In re East Texas Med. Ctr., 12-17-00183-CV, 2017 WL 4675511 (Tex. App.—Tyler Oct. 18, 2017, orig. proceeding) (mem. op.)
Successfully defeating hospital's mandamus petition challenging a trial court order taking judicial notice of administrative rules promulgated by the Texas Medical Board.
BoRain Capital, LLC v. Hashmi, 533 S.W.3d 32 (Tex. App.—San Antonio 2017, pet. denied)
Successfully challenged trial court’s grant of judgment notwithstanding a verdict following a jury trial in which the jury determined there to be no contract between BoRain and Hashmi. The court of appeals found that the trial court erred in granting judgment notwithstanding the verdict, reversed the trial court's judgment, and rendered judgment that Hashmi take nothing.
Smith v. Johnson, 05-16-01261-CV, 2017 WL 3275517 (Tex. App.—Dallas July 26, 2017, no pet.) (mem. op.)
Successfully defended medical providers’ appeal, challenging the plaintiff’s Chapter 74 expert reports in a case in which the medical providers’ negligence resulted in the amputation of the plaintiff’s leg.
Randell v. Galbreath, No. 11-15-00056-CV, 2017 WL 2698113 (Tex. App.⎯Eastland June 22, 2017, no pet.) (mem. op)
Successfully defended summary judgment granted in favor of lawyers against former client arising out of client's settlement of personal injury claims.
Autosource Dallas, LLC v. Addison Aeronautics, LLC, No. 05-16-00838-CV, 2017 WL 2492787 (Tex. App.—Dallas June 9, 2017, no pet.) (mem. op.)
Successfully defended summary judgment in favor of landlord for unpaid rent by commercial tenant who terminated lease early, but failed to pay full amount of rent owed.
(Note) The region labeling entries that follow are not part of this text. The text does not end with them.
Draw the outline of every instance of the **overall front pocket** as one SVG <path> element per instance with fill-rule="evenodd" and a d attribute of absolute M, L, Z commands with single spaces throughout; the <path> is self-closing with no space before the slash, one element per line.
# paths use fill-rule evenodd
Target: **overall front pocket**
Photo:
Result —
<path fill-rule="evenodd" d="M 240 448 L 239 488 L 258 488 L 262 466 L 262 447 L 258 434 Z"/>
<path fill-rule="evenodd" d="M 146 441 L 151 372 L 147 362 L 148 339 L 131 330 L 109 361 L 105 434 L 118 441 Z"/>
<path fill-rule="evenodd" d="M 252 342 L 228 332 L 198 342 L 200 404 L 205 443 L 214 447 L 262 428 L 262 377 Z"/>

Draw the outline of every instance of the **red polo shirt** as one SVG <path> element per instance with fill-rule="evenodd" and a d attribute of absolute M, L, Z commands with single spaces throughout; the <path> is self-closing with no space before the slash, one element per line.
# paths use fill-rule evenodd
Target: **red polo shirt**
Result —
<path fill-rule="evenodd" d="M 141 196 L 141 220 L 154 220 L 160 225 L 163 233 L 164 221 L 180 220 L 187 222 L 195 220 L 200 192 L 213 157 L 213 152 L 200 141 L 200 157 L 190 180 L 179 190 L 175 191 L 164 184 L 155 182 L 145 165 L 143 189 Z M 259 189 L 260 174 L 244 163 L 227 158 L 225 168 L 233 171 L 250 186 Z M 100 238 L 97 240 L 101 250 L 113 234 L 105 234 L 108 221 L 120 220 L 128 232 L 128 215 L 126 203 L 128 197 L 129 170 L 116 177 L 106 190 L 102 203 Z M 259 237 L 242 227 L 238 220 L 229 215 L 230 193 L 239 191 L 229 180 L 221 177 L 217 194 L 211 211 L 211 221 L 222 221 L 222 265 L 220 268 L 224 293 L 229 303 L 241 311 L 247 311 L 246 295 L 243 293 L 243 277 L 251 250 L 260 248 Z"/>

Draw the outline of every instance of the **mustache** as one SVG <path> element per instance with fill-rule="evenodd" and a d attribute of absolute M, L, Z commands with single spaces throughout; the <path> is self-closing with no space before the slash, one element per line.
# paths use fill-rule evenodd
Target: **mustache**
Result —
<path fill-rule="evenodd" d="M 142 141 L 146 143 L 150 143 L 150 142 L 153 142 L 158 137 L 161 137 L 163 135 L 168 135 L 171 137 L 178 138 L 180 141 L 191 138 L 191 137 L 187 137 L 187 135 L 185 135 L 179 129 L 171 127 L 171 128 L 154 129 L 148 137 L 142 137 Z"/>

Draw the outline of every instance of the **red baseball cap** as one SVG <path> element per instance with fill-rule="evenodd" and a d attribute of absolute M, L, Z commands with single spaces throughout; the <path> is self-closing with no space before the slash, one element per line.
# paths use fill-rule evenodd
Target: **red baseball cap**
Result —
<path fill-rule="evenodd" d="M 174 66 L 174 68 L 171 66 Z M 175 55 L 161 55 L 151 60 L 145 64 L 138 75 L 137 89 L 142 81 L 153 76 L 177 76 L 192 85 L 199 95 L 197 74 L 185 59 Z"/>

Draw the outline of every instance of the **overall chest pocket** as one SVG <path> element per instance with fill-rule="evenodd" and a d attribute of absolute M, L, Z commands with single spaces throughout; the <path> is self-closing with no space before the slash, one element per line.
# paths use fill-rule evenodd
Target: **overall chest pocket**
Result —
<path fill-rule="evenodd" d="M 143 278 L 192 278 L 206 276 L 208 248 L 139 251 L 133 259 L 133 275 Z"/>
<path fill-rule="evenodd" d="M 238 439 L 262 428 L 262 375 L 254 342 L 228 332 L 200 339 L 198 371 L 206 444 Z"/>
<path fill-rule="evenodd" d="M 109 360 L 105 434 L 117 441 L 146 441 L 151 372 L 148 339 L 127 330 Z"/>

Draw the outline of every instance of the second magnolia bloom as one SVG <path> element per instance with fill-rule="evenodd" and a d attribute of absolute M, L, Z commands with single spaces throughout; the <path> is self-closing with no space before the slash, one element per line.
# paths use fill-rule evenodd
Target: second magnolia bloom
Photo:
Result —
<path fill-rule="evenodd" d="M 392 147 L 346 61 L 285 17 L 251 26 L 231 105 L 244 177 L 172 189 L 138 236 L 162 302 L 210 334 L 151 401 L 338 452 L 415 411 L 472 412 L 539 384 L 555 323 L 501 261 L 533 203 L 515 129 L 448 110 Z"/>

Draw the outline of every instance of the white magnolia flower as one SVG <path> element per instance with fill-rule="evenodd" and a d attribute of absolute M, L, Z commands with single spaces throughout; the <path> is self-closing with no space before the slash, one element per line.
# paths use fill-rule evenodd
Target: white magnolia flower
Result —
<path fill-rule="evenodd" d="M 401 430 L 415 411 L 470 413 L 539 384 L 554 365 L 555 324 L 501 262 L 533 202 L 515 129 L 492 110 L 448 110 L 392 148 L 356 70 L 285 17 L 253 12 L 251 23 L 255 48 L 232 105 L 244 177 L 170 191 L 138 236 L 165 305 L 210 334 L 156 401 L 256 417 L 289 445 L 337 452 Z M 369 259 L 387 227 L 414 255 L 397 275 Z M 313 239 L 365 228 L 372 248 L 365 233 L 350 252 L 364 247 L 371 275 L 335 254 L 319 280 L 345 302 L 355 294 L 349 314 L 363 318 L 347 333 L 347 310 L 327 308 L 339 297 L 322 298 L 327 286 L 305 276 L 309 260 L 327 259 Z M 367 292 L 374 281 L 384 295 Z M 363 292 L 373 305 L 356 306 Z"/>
Tenant argued that landlord did not sufficiently mitigate its damages by giving new tenant first two months free, and therefore was not required to pay rent it owed for those months. The Dallas Court of Appeals rejected this argument.
State v. T.S.N., 523 S.W.3d 171 (Tex. App.—Dallas 2017), aff'd, 547 S.W.3d 617 (Tex. 2018)
In a case of first impression, the court of appeals affirmed an order granting the expunction of records relating to an arrest for felony aggravated assault for which T.S.N. was subsequently acquitted. The State, claiming that the entire expunction statute is “arrest based,” argued that the records could not be expunged because, when T.S.N. was arrested, she was also arrested on a totally unrelated misdemeanor theft charge to which she ultimately pled guilty. The court of appeals rejected this “arrest-based” interpretation, concluding that, based on the plain language of article 55.01(a)(1) of the Code of Criminal Procedure, a guilty plea to a wholly unrelated offense does not prohibit the expunction of records related to the acquitted offense, even where the arrest arises out of both.
D.A. v. Texas Health Presbyterian Hosp. of Denton, 514 S.W.3d 431 (Tex. App.—Fort Worth 2017, pet. filed)
Reversed and rendered judgment following permissive appeal, holding that section 74.153 of the Civil Practice and Remedies Code, which applies a lower “willful and wanton” standard of care to medical care provided in a hospital emergency room does not apply to medical care provided an expectant mother in an obstetrical unit.
In the Interest of P.M.K., No. 05-15-01181-CV, 2017 WL 462343 (Tex. App.—Dallas Jan. 30, 2017, no pet.)(mem. op.)
Successfully defended Texas and Louisiana courts' determination that, while Texas court had jurisdiction as the child’s “home state” under the Uniform Child Custody Jurisdiction and Enforcement Act, Louisiana court was the more convenient forum and therefore could exercise jurisdiction over child custody determination.